Diario:Mi Pequeño Secreto

Y es que no lo puedo evitar: ir en un autobús, metro o simplemente caminando por la calle, y ver a alguien leyendo un libro y comenzar mi cacería del titulo del mismo. Es adictivo. Tengo que saber qué esta leyendo este desconocido de turno, y rápidamente googlear el titulo y leer la sinopsis. Lo siguiente es especular sobre la personalidad de este, repito, COMPLETO desconocido. Fantasear sobre el por qué eligió esta obra y no otra, si será algún proyecto escolar o por hobby ¿le estará gustando? ¿Lo recomendaría?

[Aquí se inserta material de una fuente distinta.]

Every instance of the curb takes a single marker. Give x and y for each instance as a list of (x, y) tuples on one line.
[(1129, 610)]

Lo siguiente es, si la sinopsis me ha atraído lo suficiente, guardar el titulo en mis Notas del móvil (casualmente titulada: Libros que leer), y auto-convencerme que en un futuro lo compraré y leeré. Pero siendo honesta, sé que no lo haré, sé que no volveré a entrar a esta nota hasta que no vuelva a agregar otro titulo. Sí, soy coleccionista, de libros, y de títulos de libros, y me gusta. A fin de cuentas ¿por qué tendría que avergonzarme? Unos se fijan en los bolsos o zapatos, otros en pechos, y algunos en comida, pues yo en títulos y títulos, y quién sabe, quizás algún día me gane la lotería y pueda, de un solo golpe adquirir a mis casi 100 libros por leer, “recomendados” por  desconocidos.